With a quick and relatively peaceful de-escalation now out of the question, Hong Kong's businesses and investors will have to adjust to the very likely new normal of operating against the backdrop of persisting protests and political impasses. And this reality, combined with Beijing's steadily strengthening hand and its possible intervention in the city, will weigh heavily on Hong Kong's status as Asia's leading financial hub for the foreseeable future.

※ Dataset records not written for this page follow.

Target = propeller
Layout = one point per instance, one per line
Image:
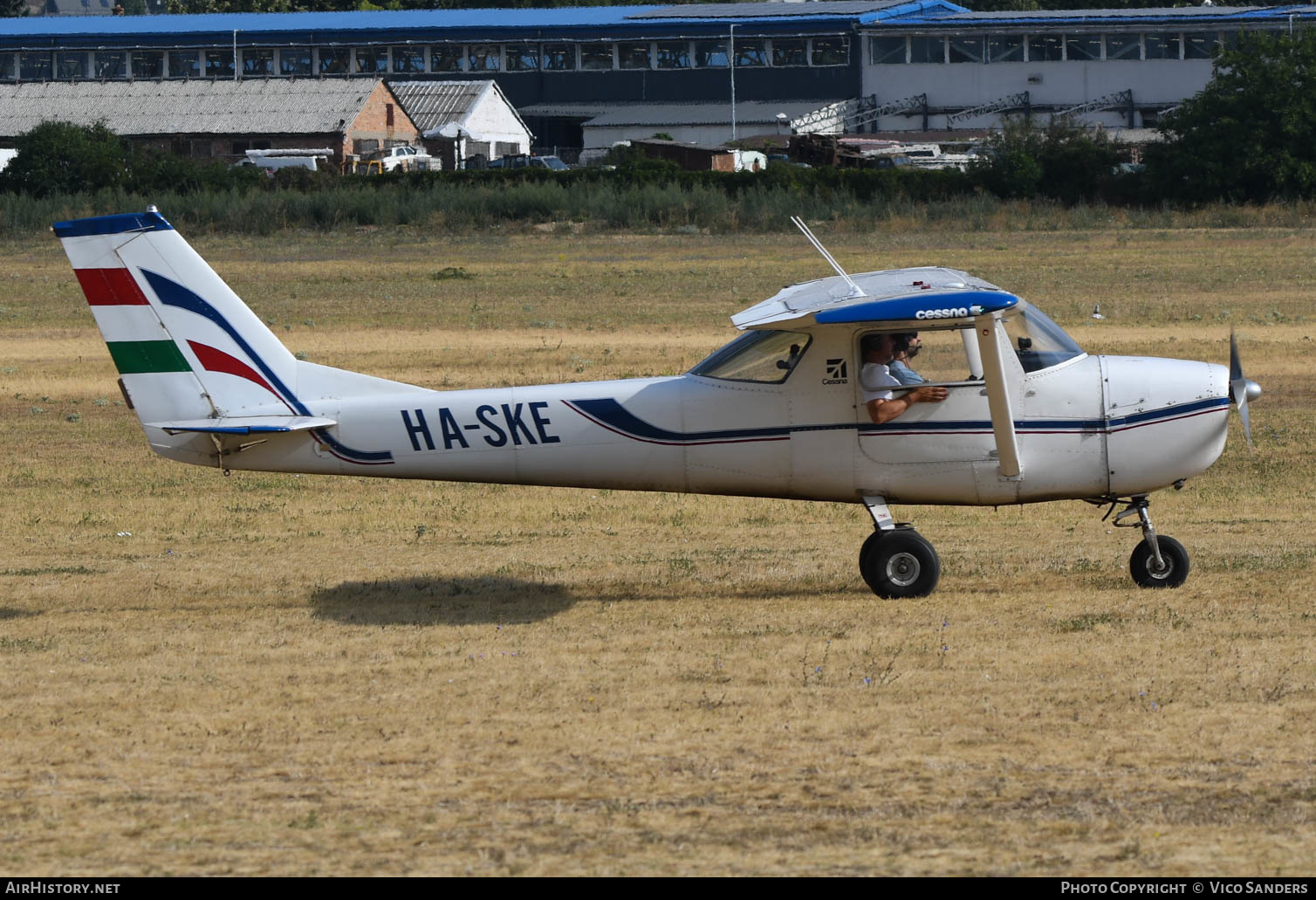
(1241, 389)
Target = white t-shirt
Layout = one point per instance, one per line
(875, 378)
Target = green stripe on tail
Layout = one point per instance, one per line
(134, 357)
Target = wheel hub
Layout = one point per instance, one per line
(903, 568)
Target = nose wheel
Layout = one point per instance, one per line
(895, 560)
(1158, 560)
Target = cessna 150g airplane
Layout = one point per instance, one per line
(1021, 415)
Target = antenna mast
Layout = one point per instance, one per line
(855, 291)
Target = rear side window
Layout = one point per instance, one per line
(762, 357)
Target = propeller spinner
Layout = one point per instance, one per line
(1241, 389)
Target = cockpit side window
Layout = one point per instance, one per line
(1038, 342)
(930, 357)
(762, 357)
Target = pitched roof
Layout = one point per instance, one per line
(196, 106)
(433, 104)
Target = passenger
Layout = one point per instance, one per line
(904, 349)
(877, 381)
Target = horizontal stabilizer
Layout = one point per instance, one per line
(246, 424)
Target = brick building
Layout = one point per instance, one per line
(220, 120)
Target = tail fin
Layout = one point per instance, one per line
(192, 357)
(186, 347)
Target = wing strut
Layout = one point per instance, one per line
(989, 329)
(855, 291)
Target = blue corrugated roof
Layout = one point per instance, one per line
(390, 24)
(1149, 16)
(422, 25)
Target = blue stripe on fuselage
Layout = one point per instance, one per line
(611, 415)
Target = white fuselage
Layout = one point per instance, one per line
(1090, 427)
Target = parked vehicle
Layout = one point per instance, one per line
(525, 161)
(406, 158)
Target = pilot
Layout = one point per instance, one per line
(878, 381)
(906, 347)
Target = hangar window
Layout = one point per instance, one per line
(70, 65)
(1123, 46)
(634, 54)
(111, 65)
(596, 56)
(559, 57)
(219, 64)
(751, 54)
(924, 49)
(1199, 45)
(1045, 48)
(443, 58)
(482, 58)
(36, 66)
(1162, 46)
(1004, 48)
(888, 51)
(372, 59)
(968, 51)
(829, 52)
(294, 62)
(408, 59)
(257, 64)
(673, 54)
(711, 54)
(523, 57)
(1080, 48)
(147, 64)
(762, 357)
(790, 53)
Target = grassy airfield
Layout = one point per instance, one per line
(275, 674)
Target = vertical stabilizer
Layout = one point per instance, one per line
(183, 342)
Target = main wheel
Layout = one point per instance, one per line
(899, 563)
(1148, 574)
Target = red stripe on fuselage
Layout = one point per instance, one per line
(109, 287)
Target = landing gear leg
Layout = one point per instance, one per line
(896, 560)
(1158, 560)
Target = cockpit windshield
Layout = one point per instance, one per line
(1038, 342)
(764, 357)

Bracing for a Bumpier Ride
What started as street demonstrations protesting a pending extradition law have since unraveled into regular acts of rebellion featuring traffic disruptions, vandalism, violent street clashes and attacks. Security crackdowns have been unable to contain the radicalized protests, which show no signs of diminishing. In recent months, the protest movement's more peaceful components have become largely marginalized, with more extreme cells now taking center stage. The absence of arrestors within the movement, combined with the leaderless nature of the protests, means a de-escalation mechanism is virtually nonexistent — short of the protests calming on their own, or being squelched by more heavy-handed security responses.